Archive for November, 2009

Application monitoring vs System monitoring

November 20, 2009

Recently I was asked how a CQ monitoring should be setup. The question was acompanied by a very short description, how the monitoring was supposed to look like. There were some points like “monitoring the publishing by requesting pages”, “check if the java process is running” and “checking the free disk space”. Obviously they just setup some new servers for this environment and thought that they need to monitor some parameters.

As a first step I advised to separate the topics “application monitoring” and “system monitoring”. One might wonder why I suggest to make a strong division between these topics, so here the background.

Standardization is one of the key topics in IT; everything, what is standardized, can be reused, can be exchanged by a compatible product, and finally lowers the cost. So IT operation teams tend to standardize as much as they can, because as intermediate step to lower costs standardization allows automation.

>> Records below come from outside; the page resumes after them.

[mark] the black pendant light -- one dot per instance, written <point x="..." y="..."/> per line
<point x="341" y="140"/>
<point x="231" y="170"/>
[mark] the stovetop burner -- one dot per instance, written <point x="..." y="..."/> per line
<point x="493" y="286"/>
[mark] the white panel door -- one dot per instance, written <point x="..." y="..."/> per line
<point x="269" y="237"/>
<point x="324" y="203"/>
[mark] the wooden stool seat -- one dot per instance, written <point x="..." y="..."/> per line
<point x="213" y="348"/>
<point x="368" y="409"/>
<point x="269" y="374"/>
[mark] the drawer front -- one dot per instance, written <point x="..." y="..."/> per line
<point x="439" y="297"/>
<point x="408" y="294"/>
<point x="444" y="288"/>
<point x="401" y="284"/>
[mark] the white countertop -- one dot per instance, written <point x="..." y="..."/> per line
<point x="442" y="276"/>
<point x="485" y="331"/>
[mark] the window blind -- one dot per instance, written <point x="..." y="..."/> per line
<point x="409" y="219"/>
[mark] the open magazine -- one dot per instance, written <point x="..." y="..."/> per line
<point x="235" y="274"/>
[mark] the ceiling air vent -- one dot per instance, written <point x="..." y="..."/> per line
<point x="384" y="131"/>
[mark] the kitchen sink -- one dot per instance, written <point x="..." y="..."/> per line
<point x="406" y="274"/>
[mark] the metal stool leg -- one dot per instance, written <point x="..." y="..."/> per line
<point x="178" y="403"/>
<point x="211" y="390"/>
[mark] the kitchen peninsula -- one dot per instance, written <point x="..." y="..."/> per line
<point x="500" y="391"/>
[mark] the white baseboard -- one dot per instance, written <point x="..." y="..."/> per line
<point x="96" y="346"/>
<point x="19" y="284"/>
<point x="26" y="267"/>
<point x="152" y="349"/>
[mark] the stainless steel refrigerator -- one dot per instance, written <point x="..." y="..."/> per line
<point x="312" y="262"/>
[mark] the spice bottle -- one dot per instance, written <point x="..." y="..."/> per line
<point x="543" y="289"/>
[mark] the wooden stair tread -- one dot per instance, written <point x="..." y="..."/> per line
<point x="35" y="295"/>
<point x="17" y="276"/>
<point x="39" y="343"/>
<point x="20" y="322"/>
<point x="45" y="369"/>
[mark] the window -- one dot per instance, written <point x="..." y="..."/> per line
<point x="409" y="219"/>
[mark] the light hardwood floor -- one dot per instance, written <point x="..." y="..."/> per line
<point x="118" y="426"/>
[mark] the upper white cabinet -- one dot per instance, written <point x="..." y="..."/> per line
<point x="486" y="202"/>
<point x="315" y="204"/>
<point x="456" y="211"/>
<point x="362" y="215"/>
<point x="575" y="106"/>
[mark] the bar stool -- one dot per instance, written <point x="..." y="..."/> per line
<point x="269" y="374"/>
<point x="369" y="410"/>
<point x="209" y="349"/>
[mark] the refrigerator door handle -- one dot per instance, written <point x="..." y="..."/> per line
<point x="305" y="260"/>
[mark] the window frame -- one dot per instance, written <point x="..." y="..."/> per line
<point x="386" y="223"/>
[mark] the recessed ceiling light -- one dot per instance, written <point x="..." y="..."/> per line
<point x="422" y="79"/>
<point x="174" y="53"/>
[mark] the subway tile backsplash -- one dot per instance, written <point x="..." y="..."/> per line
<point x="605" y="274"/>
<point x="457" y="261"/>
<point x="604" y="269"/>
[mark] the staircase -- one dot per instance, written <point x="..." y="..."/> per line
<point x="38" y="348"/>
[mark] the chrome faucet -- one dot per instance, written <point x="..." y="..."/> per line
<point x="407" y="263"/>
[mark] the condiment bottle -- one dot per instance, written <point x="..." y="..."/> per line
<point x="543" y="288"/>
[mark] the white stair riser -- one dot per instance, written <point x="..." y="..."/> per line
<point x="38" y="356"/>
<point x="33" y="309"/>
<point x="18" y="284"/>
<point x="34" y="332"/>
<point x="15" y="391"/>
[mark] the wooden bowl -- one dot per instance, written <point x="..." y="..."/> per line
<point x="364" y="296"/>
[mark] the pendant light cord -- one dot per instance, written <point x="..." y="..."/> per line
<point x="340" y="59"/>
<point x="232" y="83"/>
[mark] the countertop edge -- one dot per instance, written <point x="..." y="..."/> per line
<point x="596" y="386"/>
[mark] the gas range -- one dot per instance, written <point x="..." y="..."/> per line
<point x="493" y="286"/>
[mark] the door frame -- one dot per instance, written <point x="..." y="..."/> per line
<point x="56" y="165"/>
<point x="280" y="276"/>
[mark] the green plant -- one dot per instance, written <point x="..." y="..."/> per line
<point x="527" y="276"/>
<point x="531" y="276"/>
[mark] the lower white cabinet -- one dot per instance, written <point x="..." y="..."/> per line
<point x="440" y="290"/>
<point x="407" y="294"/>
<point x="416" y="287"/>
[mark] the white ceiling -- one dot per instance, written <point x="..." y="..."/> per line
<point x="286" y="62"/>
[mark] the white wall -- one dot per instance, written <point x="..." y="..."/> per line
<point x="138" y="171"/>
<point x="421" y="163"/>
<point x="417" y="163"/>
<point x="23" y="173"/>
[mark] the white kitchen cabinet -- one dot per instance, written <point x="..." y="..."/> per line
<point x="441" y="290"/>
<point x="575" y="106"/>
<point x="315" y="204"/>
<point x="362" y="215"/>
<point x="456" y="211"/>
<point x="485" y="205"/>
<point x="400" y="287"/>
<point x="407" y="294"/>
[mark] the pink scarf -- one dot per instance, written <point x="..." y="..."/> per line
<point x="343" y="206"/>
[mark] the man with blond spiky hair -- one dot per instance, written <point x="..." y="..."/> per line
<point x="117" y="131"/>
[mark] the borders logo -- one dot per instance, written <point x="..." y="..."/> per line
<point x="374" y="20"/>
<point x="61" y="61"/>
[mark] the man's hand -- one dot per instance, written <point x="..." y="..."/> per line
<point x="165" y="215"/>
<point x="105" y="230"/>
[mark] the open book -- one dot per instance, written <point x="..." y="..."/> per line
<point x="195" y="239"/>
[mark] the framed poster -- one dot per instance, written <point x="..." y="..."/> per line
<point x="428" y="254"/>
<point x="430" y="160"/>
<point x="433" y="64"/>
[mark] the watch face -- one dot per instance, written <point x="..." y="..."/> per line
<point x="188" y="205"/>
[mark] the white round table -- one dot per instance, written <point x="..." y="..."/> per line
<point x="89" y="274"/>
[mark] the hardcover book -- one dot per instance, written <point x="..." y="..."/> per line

Basic system monitoring is such a thing. Every computer has componentes, which can be monitored such way: Disk health, CPU temperature, status of the power supply units, internal temperature. But also CPU utlization, free disk space, network connectivity or if the system starts to swap. And many more. These are basic metrics which can be measured and monitored in a consistent and automatic way.

For these points it doesn’t care if the system runs a data warehouse application, a mailserver or CQ. They are all the same and the reaction is really comparable if one of these monitored things fails: If a disk is dead, one needs to replace it (with not-so-old servers you can do this online and without service interruption). The procedure may differ from computer to computer, but the basic action is always the same: When the monitoring shows that a disk failed, lookup the type of the failed disk, get a new one, and go the computer and replace it according to the guidelines of the computer manufacturer. That’s it. You can handle some thousand servers that way with only a few people.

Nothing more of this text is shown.